Emergency Medicine Research Review has recently published the following two reviews which you will find of interest regarding Children who are attended to in the Emergency Department The two studies are the Effect of intravenous ondansetron on QTc interval in children with gastroenteritis and  Behavioral changes in children after emergency department procedural sedation.

Effect of intravenous ondansetron on QTc interval in children with gastroenteritis Authors: Hoffman RJ and Alansari K

Summary:This prospective analysis sought to establish the effects of IV ondansetron (0.15 mg/kg) on QT interval in children presenting to ED with gastroenteritis-associated vomiting. Subjects were 134 children aged < 14 years, 46% male. ECGs were taken before, and at 15, 30, 45 and 60 minutes after receipt of ondansetron.

Following manual measurement of QT interval, QTc (corrected QT interval) was calculated using both Bazett’s (QTcB) and Fridericia’s (QTcF) formulas. Average baseline measures were QTcB 415 msec (95% CI; 343, 565) and QTcF 373 msec (304, 499). Following ondansetron administration, mean difference in QTc was 0.4 msec for QTcB (−35, 45 msec) and 0.1 msec for QTcF (−40, 18 msec).

 The authors concluded that IV ondansetron at 0.15 mg/kg was not associated with QT prolongation among children treated for gastroenteritis-associated vomiting.

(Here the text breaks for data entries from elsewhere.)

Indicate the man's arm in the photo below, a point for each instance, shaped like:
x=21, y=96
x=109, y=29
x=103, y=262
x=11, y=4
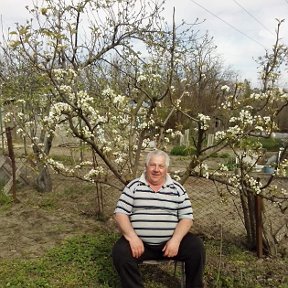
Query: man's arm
x=172, y=246
x=124, y=224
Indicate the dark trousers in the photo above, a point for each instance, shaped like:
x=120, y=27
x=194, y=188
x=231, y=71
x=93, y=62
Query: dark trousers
x=191, y=251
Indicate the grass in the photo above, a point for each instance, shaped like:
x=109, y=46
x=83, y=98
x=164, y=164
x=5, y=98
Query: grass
x=84, y=261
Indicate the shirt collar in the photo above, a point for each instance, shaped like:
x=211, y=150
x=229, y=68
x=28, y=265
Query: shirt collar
x=168, y=180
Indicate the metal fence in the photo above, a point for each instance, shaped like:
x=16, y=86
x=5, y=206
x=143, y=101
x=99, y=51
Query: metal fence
x=218, y=214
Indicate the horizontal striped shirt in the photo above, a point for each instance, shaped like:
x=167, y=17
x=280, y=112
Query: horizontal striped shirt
x=154, y=215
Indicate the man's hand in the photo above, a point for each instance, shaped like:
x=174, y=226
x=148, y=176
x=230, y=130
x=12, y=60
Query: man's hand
x=171, y=248
x=137, y=246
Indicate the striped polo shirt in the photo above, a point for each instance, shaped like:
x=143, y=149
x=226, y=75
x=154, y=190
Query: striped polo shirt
x=154, y=216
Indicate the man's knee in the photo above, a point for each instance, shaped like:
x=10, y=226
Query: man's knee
x=121, y=251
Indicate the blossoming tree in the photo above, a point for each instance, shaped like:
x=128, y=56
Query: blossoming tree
x=114, y=74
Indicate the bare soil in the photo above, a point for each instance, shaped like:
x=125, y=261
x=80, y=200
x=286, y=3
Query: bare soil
x=40, y=221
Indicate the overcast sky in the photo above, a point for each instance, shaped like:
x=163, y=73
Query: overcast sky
x=242, y=29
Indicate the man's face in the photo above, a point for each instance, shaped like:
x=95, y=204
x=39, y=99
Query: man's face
x=156, y=170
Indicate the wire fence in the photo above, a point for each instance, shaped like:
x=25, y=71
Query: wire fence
x=218, y=214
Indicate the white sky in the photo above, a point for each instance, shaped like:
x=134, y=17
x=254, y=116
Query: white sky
x=242, y=29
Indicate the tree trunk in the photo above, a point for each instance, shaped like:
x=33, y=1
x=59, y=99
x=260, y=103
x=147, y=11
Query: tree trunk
x=43, y=180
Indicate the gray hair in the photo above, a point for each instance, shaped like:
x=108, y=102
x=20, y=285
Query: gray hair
x=158, y=153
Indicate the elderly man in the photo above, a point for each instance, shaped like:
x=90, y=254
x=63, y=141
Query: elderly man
x=154, y=215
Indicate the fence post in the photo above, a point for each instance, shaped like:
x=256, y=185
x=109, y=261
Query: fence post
x=259, y=225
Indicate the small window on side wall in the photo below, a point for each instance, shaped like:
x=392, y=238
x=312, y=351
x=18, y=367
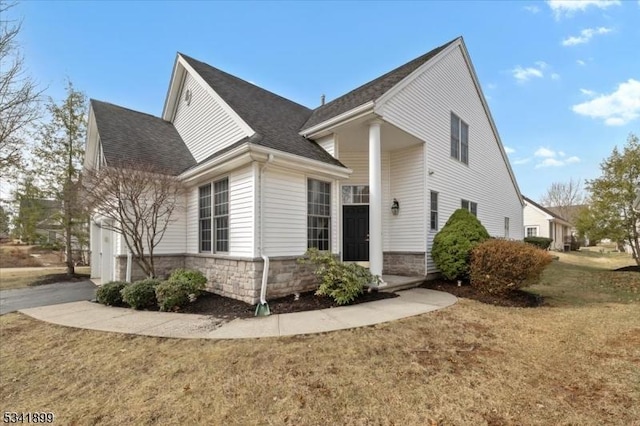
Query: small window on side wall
x=459, y=139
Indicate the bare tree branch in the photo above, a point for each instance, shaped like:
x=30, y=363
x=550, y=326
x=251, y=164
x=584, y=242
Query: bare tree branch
x=19, y=95
x=139, y=203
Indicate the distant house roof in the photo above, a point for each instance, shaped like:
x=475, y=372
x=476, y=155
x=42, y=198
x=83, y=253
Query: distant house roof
x=132, y=137
x=544, y=209
x=276, y=120
x=369, y=91
x=570, y=213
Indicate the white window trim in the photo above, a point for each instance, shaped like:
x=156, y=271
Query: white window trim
x=536, y=227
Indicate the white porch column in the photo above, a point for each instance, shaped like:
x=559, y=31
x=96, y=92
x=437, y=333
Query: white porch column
x=375, y=199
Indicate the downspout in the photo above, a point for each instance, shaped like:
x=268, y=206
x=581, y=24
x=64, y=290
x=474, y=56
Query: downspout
x=263, y=308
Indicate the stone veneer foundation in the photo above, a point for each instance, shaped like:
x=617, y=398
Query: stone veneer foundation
x=241, y=278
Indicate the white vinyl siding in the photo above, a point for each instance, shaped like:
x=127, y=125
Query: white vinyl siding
x=328, y=144
x=407, y=229
x=204, y=125
x=285, y=213
x=423, y=109
x=241, y=212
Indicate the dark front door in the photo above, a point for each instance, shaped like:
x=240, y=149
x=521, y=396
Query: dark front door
x=355, y=233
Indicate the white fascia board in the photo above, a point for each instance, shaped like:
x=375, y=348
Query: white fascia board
x=175, y=82
x=235, y=157
x=296, y=162
x=345, y=117
x=92, y=140
x=247, y=129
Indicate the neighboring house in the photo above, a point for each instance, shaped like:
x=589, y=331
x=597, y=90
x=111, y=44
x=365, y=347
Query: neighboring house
x=371, y=176
x=541, y=221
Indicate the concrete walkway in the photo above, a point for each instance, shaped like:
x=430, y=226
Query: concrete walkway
x=163, y=324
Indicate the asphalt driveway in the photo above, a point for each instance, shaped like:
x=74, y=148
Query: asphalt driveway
x=50, y=294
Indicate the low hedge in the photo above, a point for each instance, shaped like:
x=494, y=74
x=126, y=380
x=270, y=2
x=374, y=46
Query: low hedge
x=498, y=266
x=110, y=293
x=141, y=294
x=182, y=287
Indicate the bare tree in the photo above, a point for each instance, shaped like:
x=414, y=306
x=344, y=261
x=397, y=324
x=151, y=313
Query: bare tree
x=19, y=95
x=138, y=202
x=564, y=195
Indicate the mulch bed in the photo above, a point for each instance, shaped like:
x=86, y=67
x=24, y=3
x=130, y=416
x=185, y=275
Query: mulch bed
x=57, y=278
x=516, y=299
x=227, y=308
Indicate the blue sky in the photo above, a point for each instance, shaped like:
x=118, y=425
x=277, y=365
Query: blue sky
x=562, y=78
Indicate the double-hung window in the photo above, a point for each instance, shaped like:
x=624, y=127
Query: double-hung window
x=471, y=206
x=459, y=139
x=318, y=214
x=213, y=216
x=433, y=220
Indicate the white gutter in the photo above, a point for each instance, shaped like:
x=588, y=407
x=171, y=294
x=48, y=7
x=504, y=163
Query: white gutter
x=352, y=114
x=265, y=258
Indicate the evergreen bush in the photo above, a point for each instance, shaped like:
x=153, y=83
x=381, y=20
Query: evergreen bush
x=453, y=244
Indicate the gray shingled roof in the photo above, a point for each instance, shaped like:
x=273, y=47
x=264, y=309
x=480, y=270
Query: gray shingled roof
x=544, y=209
x=369, y=91
x=276, y=120
x=134, y=137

 Comment:This is a concise and well conducted study in a paediatric cohort. Prolonged QTc has been implicated in fatal dysrhythmias. The data collection and analysis was appropriate and valid. Results indicate IV ondansetron is safe in this cohort. This has major implications for children presenting to EDs with vomiting and requiring intravenous therapy.

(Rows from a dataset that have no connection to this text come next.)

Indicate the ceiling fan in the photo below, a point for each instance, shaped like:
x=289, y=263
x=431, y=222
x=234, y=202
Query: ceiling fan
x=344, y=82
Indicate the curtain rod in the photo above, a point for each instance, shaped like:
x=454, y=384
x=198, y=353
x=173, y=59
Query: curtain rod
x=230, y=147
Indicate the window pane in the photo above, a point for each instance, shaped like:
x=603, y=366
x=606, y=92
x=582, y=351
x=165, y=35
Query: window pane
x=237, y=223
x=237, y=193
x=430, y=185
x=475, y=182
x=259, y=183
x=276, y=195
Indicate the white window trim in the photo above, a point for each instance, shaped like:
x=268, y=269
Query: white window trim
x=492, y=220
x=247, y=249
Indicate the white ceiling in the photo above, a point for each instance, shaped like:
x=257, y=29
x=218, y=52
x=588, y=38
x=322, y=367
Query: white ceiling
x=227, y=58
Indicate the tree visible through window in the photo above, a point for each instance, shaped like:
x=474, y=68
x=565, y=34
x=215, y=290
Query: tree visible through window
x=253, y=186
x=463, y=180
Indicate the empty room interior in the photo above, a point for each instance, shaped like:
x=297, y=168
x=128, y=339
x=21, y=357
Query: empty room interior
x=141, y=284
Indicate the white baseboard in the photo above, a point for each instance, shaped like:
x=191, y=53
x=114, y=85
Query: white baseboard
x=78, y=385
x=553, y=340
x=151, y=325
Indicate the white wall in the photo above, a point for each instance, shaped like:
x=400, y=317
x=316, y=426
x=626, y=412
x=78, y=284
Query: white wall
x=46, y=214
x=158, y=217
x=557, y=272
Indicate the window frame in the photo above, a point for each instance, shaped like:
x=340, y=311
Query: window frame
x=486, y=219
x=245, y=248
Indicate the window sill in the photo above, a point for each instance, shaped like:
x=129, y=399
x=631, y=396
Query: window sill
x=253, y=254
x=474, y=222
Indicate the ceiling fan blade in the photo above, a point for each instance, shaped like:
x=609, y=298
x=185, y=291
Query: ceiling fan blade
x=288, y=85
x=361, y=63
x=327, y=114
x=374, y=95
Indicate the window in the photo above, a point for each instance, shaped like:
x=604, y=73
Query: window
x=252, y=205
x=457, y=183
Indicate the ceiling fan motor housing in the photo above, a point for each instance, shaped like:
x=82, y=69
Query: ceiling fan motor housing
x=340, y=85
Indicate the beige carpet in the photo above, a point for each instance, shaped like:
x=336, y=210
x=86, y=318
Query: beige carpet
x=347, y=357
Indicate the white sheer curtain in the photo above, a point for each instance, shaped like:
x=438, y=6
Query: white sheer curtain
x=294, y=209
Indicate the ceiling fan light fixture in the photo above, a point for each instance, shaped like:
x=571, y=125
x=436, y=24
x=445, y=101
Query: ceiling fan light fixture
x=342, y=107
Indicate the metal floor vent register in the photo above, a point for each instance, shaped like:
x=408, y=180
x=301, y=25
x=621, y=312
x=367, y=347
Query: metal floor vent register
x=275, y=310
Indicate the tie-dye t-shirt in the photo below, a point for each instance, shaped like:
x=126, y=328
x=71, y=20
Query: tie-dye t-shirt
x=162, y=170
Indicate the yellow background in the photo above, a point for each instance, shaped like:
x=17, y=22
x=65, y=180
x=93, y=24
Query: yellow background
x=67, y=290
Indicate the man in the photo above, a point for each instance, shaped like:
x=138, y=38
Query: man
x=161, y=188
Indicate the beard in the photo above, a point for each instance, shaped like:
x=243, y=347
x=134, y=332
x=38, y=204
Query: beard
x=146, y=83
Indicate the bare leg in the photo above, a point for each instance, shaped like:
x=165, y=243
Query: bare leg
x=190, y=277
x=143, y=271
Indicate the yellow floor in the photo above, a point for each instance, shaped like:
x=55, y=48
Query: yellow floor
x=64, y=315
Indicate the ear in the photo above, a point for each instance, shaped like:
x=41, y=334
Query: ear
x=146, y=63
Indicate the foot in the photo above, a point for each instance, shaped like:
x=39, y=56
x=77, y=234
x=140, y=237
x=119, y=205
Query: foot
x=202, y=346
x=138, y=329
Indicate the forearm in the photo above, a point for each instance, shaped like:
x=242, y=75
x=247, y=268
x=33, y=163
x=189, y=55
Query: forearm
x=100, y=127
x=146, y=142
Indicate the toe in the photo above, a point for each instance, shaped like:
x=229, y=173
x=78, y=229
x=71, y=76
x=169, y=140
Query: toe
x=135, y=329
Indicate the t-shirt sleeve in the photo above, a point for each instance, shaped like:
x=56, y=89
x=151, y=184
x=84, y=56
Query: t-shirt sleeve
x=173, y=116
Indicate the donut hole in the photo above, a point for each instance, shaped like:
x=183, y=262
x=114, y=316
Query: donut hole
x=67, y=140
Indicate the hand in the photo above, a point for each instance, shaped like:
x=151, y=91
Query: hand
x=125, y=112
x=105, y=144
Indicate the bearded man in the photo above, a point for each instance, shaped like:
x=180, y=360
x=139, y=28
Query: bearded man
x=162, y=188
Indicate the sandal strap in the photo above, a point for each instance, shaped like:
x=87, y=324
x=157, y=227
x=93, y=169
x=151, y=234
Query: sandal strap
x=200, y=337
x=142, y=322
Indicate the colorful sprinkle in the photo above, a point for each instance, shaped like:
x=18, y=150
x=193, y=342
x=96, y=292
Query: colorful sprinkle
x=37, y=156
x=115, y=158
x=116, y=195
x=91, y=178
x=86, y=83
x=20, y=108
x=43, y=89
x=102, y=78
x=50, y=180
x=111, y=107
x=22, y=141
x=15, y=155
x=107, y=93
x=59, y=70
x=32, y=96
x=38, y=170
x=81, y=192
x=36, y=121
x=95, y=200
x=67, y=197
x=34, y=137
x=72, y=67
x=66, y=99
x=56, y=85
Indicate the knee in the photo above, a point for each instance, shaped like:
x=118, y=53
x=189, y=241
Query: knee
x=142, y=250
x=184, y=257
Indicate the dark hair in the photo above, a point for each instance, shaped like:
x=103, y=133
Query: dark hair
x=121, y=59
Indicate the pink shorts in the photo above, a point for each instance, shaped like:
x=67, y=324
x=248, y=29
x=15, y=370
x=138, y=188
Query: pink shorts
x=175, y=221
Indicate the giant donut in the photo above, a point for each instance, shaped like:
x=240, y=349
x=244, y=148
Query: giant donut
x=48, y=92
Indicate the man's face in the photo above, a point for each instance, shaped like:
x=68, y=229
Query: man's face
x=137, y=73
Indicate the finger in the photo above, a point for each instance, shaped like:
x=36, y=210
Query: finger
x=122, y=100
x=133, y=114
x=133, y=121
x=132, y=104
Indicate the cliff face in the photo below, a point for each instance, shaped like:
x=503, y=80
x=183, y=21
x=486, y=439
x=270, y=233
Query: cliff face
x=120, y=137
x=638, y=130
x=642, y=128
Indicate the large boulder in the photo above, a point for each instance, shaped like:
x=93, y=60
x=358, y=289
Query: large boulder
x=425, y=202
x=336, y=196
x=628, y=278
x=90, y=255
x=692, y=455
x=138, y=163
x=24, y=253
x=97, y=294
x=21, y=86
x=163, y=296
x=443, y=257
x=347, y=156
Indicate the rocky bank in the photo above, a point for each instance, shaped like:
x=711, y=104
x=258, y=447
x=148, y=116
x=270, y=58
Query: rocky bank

Reference: Am J Emerg Med. 2018;36(5):754-757 Abstract

Behavioral changes in children after emergency department procedural sedation Authors: Pearce JI et al.

Summary:This prospective cohort study examined the impact of procedural sedation with IV ketamine in children on negative, post-discharge behaviours. 97 children undergoing procedural sedation with IV ketamine for fracture reduction in the ED were included in the analysis. Pre-procedural anxiety (Modified Yale Preoperative Anxiety Scale) was high in 40% of participants. At 1 to 2 weeks post-discharge from ED, negative behavioural changes (Post-Hospitalization Behavior Questionnaire) had occurred in 22% of participants. Under multivariable logistic regression analysis factors predicting negative behaviours were high anxiety OR 9.0 (95% CI; 2.3, 35.7) and non-white race (OR 6.5; 1.7, 25.0).

Comment: This is a useful and concise study evaluating pre-procedural anxiety and post-procedural behaviour disturbance following the use of IV ketamine in a North American setting. The study methodology, data collection and analysis was appropriate and well done, even though the sample was small. The conclusions were valid. The survey questionnaires were previously validated.

Of interest were the findings that pre-procedural anxiety and non-white race were predictors of post behavioural disturbances which could last up to 2 weeks. It would also indicate that pre-procedural anxiety screening should be used routinely, and anxiolytic therapy be used in highly anxious children. It would also be interesting to see if the same findings are applicable to the Australasian setting.